Phylogenetic proximity of F14-11 to other strains isolated from human and animal infections worldwide. (a) Unrooted maximum likelihood phylogeny constructed using Gubbins based on RAxML. Tips are coloured by geographic origin, labelled with the country’s initial and shaped by host type. Bootstrap values are shown at nodes. The scale indicates branch length in base substitutions. (b) World map with countries highlighted according to the specified colour scheme.
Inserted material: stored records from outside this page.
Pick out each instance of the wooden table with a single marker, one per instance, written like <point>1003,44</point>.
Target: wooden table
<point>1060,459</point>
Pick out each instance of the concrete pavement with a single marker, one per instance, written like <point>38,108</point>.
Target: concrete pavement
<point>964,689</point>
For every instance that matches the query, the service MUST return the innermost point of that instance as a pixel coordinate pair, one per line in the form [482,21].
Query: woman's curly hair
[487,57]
Genome reduction and IS dynamics
To further investigate within-host strain diversity, we a performed whole-genome comparison of the 16 study strains to the early one F14-11, set as a reference (Fig. S1 and Table S4). This analysis revealed a low number of SNPs scattered throughout the genome in comparison to F14-11, with a mean of 31 SNPs per genome ranging from 3 SNPs for the closest genomes to 78 SNPs for the most distant one (Table S4).
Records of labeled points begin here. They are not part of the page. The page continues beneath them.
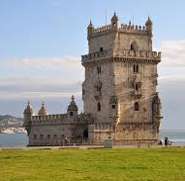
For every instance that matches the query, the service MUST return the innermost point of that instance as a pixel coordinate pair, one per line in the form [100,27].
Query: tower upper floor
[120,40]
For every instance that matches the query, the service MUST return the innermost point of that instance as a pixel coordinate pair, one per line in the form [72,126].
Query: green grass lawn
[101,164]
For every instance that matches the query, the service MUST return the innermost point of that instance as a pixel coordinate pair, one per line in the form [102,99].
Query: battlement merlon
[124,28]
[128,55]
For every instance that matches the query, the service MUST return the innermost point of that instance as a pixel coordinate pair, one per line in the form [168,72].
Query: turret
[148,25]
[72,109]
[42,111]
[90,29]
[114,21]
[28,112]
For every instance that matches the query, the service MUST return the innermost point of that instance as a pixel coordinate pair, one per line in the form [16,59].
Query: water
[21,140]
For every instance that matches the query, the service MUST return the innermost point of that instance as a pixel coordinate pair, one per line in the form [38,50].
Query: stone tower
[119,90]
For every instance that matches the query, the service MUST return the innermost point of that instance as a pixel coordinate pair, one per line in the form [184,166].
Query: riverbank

Phylogenetic analysis suggests an absence of correlation between isolation date and phylogenetic relationships (Fig. 2). Notably, longitudinal isolates F18-02 and F19-02 form an independent clade, referred to as clade I, but share a hypothetical common ancestor with all other strains. In contrast, late synchronic strains isolated in 2019 cluster with strains isolated in 2015 implying the coexistence of different lineages during the infection. A correlation is observed between the chromosome size of strains and the time elapsed (R²=0.86, P=6.7×10^−3^, Spearman test) indicating a reduction in size during infection (Table S4). Genome reduction can operate on MGE such as prophages. Indeed, most strains show independent excisions of one to three of the four prophages identified in strain F14-11. Close strains F18-02 and F19-02 lost one and two prophages, respectively (Fig. 2, large deletions highlighted in green, and Fig. S3A, prophage regions 2 and 4). The endogenous plasmid underwent further size reduction in four of the synchronic isolates and lacks a 12–18 kb plasmid region corresponding to the BREX phage resistance system, while three have lost the plasmid entirely (Figs 2 and S3B, C) [53].
Phylogenic tree of the study strains and 40288 associated with the distribution of the genetic variations. (a) Left: maximum likelihood phylogeny constructed with Gubbins based on RAxML. The tree was rooted with strain 17021. The scale indicates branch length in base substitutions. Blue nodes indicate bootstrap values >80. Right: Representation of SNPs and microindels in black, insertions in pink and deletions in green along the genomes in comparison to F14-11 (reference genome highlighted in bold). (b) Cumulative distribution of the genetic variations along the F14-11 genome with the y-axis indicating the number of study strains harbouring the genetic variation. The genes most prone to variation are shown.
Biofilm formation by the study strains and the dog UTI strain 40288 associated with their phylogenetic relationships. Blue nodes indicate bootstrap values >80. Biofilm formation was assessed by measuring the OD of the crystal violet stained matrix and compared to environmental strain DSM30011. Error bars are generated from 12 replicas from four independent experiments. Statistically significant differences with F14-11 (Kruskal–Wallis rank-sum tests with Bonferroni–Holm correction) are highlighted with asterisks: () if the P-value<0.05, (* ) if the P-value≤0.01 and ( * ) if the P-value≤0.001. The first isolated strain (F14-11) is highlighted in bold.
IS recombination led to chromosome deletions. The most striking evidence of this phenomenon is the deletion of a 36.6 kb region, fixed in a subclade of eight strains within clade II, which is flanked by two identical ISAba34 in F14-11 (Figs23). In addition, in comparison to the F14-11 chromosome, we observed multiple new chromosomal insertions by an IS originating from the plasmid (Fig. S4). Indeed, IS17, an IS5 family IS, is originally found only in the plasmid pF14-11 of the earliest strain F14-11. While a single instance of IS17 was found in the chromosomes of strains isolated in 2015, it significantly multiplied in synchronic strains, climaxing with 75 occurrences in strain F19-10-MH12. Interestingly, IS17 is also present on p40288 of the related 40288 strain although restrained to this replicon.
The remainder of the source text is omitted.